Security, upgrades and modernisation, and budgets were the top three issues faced by Chief Information Officers (CIOs) in 2003, writes Bloor Research chief analyst Tony Lock.
It's unsurprising to find security at number one on the list, compiled by the Standish Group. This subject is always quoted as the biggest cause for concern among business of all sizes. The question is: what will be the result of this concern? IT vendors and their customers mostly think that this area is likely to receive investment over the next year or so.
But security may not be the budget heading under which much of the spending occurs. Instead, it is likely that other projects, dealing with issues such as compliance, upgrades and modernisation or management simplification and risk avoidance, could include substantial security-oriented benefits.
The fact that upgrades and modernisation is now at number two may be a reflection of modern technology refresh cycles. Many organisations last updated significant portions of their IT infrastructures during the run up to year 2000, making 2004 a time when many could be expected to rejuvenate systems.
For example, coming in at number four is spam, an area where many vendors are producing software and appliances to help businesses manage the daily flood of unwanted mail. Modern anti-spam solutions often incorporate anti-virus, firewall, intrusion detection and content filtering functionality making them clearly tools delivering added security. It will be fascinating to see if security worries in today’s connected world will translate into hard spending on corporate systems' security. After all, CIOs still face challenges obtaining funding.
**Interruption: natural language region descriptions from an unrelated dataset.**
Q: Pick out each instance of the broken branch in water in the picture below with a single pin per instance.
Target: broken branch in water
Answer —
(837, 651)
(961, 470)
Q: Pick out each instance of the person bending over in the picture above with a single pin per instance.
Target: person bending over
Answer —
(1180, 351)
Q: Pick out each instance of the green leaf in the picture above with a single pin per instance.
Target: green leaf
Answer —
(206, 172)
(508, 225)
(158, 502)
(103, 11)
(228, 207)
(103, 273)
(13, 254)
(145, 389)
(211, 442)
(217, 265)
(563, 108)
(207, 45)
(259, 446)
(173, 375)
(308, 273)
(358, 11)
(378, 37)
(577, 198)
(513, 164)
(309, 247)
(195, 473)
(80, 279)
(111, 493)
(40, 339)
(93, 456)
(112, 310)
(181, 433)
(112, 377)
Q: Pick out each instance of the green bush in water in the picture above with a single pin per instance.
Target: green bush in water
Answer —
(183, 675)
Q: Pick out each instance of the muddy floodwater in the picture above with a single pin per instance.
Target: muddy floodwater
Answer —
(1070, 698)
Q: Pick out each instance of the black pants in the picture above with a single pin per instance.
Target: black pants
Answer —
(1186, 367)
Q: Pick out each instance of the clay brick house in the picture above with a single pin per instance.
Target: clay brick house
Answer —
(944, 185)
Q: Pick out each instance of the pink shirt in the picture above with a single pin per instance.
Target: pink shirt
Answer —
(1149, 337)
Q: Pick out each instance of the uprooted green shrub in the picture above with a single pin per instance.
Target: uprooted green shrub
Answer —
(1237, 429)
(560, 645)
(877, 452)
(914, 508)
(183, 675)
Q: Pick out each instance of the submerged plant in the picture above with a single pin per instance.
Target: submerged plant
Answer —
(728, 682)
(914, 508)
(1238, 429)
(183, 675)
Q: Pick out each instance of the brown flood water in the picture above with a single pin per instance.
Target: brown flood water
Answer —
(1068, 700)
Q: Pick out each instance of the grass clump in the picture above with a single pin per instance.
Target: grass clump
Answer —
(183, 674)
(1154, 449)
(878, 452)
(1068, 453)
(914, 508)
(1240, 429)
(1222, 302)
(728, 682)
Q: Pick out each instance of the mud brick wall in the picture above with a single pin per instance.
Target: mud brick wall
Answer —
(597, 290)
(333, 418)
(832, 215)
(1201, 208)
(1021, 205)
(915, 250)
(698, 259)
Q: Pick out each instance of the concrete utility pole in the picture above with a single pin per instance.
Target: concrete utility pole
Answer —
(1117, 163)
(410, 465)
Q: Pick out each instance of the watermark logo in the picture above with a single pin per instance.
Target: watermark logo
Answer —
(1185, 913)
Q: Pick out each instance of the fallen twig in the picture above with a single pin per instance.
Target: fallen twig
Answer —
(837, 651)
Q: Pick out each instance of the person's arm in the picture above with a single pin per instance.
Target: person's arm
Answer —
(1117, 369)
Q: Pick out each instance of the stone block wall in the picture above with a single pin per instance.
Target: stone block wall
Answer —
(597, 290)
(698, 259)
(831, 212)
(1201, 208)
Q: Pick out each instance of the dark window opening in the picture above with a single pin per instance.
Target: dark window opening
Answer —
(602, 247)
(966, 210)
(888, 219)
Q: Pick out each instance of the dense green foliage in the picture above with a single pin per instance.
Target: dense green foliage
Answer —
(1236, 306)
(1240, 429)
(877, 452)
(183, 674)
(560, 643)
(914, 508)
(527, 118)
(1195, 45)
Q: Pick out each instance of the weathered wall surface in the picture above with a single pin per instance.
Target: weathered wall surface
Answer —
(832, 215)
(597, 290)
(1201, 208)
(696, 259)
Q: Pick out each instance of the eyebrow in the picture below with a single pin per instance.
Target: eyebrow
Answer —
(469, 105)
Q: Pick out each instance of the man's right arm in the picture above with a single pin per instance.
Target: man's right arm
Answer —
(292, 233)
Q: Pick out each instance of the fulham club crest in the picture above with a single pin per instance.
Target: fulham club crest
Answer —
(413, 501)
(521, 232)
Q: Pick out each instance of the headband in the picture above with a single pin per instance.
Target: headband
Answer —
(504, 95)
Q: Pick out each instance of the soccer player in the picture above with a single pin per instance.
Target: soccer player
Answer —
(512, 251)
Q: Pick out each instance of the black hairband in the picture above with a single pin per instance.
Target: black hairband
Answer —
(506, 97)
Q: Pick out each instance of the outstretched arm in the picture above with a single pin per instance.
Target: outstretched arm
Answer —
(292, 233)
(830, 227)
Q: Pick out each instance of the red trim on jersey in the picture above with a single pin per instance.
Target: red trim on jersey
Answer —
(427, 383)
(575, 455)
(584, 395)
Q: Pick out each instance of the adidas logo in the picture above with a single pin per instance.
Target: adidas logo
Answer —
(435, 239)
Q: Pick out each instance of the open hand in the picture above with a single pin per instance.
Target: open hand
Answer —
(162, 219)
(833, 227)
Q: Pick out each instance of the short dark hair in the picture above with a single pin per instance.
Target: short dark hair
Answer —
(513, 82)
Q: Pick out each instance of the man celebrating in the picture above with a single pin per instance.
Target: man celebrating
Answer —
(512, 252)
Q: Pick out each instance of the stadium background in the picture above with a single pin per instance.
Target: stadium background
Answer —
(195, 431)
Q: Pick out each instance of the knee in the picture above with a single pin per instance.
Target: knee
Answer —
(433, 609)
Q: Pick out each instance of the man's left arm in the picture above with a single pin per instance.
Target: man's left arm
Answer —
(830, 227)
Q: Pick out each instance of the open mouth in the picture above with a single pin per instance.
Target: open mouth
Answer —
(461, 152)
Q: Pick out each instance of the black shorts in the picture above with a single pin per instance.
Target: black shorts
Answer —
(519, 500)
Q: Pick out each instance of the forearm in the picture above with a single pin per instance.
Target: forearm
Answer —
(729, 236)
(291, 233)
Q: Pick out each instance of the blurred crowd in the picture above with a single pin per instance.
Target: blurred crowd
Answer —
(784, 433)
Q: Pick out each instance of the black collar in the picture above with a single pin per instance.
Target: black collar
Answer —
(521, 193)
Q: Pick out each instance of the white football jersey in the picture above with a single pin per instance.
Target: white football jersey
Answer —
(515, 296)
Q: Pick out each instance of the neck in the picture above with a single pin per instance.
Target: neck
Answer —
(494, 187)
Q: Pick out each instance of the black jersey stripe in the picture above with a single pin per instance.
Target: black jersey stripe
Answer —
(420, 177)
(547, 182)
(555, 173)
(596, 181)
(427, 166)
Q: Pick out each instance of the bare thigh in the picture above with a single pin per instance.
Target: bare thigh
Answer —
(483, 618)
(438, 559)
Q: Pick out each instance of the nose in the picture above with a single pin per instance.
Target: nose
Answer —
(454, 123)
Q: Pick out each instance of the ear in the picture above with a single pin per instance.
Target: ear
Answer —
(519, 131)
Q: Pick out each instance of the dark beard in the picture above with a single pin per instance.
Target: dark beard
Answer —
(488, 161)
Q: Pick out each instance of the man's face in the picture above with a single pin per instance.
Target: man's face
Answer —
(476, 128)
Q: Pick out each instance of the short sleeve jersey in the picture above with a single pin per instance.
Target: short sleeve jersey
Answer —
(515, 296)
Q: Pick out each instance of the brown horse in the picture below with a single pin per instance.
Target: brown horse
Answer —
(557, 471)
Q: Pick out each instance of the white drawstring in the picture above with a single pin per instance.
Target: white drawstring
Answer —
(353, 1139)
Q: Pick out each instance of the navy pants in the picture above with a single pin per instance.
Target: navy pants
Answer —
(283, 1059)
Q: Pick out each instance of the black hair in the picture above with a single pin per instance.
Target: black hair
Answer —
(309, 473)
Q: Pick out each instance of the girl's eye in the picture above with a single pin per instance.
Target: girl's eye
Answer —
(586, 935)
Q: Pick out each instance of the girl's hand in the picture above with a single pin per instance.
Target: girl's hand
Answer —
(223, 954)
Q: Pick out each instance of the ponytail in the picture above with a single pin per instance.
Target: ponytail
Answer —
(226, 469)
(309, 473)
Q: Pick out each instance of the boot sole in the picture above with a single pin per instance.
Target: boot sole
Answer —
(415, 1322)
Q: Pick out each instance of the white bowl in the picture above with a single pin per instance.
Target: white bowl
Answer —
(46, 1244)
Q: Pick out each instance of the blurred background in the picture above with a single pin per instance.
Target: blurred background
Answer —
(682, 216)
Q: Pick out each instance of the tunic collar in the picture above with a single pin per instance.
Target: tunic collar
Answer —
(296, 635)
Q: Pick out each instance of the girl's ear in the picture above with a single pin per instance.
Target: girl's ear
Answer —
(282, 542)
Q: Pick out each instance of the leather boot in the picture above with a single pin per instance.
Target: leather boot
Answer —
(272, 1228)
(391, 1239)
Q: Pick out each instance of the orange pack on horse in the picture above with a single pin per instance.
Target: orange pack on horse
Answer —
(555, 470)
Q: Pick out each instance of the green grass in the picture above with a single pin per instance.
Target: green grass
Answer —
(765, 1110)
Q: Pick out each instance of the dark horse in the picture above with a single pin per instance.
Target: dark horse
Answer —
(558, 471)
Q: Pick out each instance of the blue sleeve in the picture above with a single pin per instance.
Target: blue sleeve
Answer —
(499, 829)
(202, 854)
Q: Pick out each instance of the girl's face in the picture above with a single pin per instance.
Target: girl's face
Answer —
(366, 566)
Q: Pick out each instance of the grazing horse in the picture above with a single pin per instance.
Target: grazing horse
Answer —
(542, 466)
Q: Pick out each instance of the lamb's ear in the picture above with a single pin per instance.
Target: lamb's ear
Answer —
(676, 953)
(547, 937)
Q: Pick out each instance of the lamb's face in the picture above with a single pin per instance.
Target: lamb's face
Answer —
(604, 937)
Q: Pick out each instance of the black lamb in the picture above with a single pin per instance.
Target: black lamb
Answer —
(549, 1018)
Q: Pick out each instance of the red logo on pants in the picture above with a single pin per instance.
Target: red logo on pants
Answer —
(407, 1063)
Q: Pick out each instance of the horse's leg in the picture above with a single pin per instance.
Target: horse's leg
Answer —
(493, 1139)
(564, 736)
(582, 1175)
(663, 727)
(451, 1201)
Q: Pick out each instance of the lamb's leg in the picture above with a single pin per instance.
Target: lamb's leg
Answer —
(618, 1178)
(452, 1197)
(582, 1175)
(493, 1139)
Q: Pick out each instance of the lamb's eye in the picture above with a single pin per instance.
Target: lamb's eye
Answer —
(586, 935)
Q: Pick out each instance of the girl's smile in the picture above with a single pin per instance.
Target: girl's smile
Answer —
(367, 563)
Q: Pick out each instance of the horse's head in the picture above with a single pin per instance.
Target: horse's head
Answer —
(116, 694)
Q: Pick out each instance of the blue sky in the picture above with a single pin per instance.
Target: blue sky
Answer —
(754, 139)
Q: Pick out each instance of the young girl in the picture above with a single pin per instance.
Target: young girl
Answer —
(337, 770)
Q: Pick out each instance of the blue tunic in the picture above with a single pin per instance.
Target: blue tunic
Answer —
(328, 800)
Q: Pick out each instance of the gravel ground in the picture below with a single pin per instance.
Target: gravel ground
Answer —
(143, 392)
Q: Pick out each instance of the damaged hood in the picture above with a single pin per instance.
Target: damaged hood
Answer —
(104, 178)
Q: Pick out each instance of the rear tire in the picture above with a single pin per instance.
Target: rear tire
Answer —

Staff burn-out rates number five on the list. The perceived importance of the issue reflects the pressure under which many IT departments operate. After several years of financial restraint and IT budget reduction, staffing levels are at an all-time low. Conversely, the importance of the IT systems to business has never been higher with the result that IT staff are under ever-increasing pressure to keep existing systems running and deliver new capabilities.
With integration, collaboration and co-ordination, compliance, and consolidation and outsourcing completing the top ten, there is not too much in the list that could be considered unusual. Perhaps the only items that look significantly out of place are concerns centring on budgets at number three and compliance at eight. Money and its availability is usually the primary concern for all budget holders while the latter is growing in importance and complexity. By next year it is likely that compliance will be much closer to the top of the list.